Das OVG Münster und das OVG Bautzen befassen sich mit der Verhältnismäßigkeit der Aufbewahrung. Wir haben die Fälle miteinander verbunden und lösen den Fall klausurmäßig, damit die angeführte verwaltungsprozessuale Problematik nicht übersehen wird.

A. Vereinfachter Sachverhalt

Der Kläger K ist mehrfach wegen gefährlicher Eingriffe in den Straßenverkehr verurteilt worden. Hinzu traten einige Strafverfahren wegen Fahrens ohne Fahrerlaubnis, Trunkenheitsfahrten mit Personenschäden und Körperverletzungen. Der Kläger M wurde nach Jugendstrafrecht wegen Raubes, Körperverletzung und Sachbeschädigung verurteilt. In beiden Fällen haben die zuständigen Polizeibehörden nach Durchführung der Strafverfahren nach umfassender Ermittlung der Straftaten mit Rechtsbehelfsbelehrung angeordnet, dass die angefertigten ED-Unterlagen für Zwecke des Erkennungsdienstes aufzubewahren seien, weil unter Berücksichtigung aller Umstände die Wahrscheinlichkeit bestehe, dass sie auch künftig strafrechtlich in Erscheinung treten würden.
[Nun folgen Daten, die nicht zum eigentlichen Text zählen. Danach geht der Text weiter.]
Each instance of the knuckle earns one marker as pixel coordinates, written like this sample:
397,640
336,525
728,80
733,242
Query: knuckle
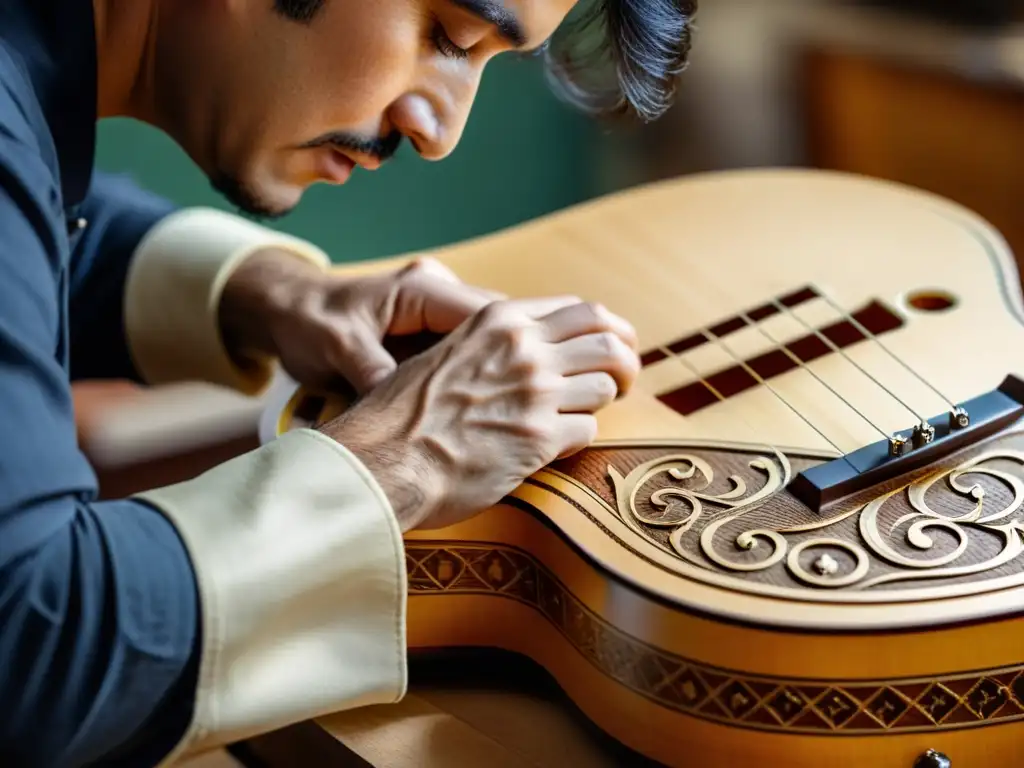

Gegen die Anordnungen haben die beiden Kläger unter Beachtung aller verfahrensrechtlichen Voraussetzungen Klage vor dem Verwaltungsgericht erhoben mit der Begründung, die Wiederholungsprognose der Polizei sei unverhältnismäßig. Im Prozess stellt sich heraus, dass die Kläger zeitlich nach der Anordnung durch die Polizei erneut strafrechtlich in Erscheinung getreten sind, wobei M inzwischen 22 Jahre alt ist.

Haben die Klagen Erfolg?

B. Entscheidung

Die jeweilige Klage vor dem Verwaltungsgericht hat Erfolg, wenn sie zulässig und begründet ist.

I. Sachurteilsvoraussetzungen

1. K und M haben Klage vor dem Verwaltungsgericht erhoben. Das Verwaltungsgericht muss den Rechtsstreit verweisen, wenn es nicht zuständig ist (§§ 17a II GVG, 83 VwGO).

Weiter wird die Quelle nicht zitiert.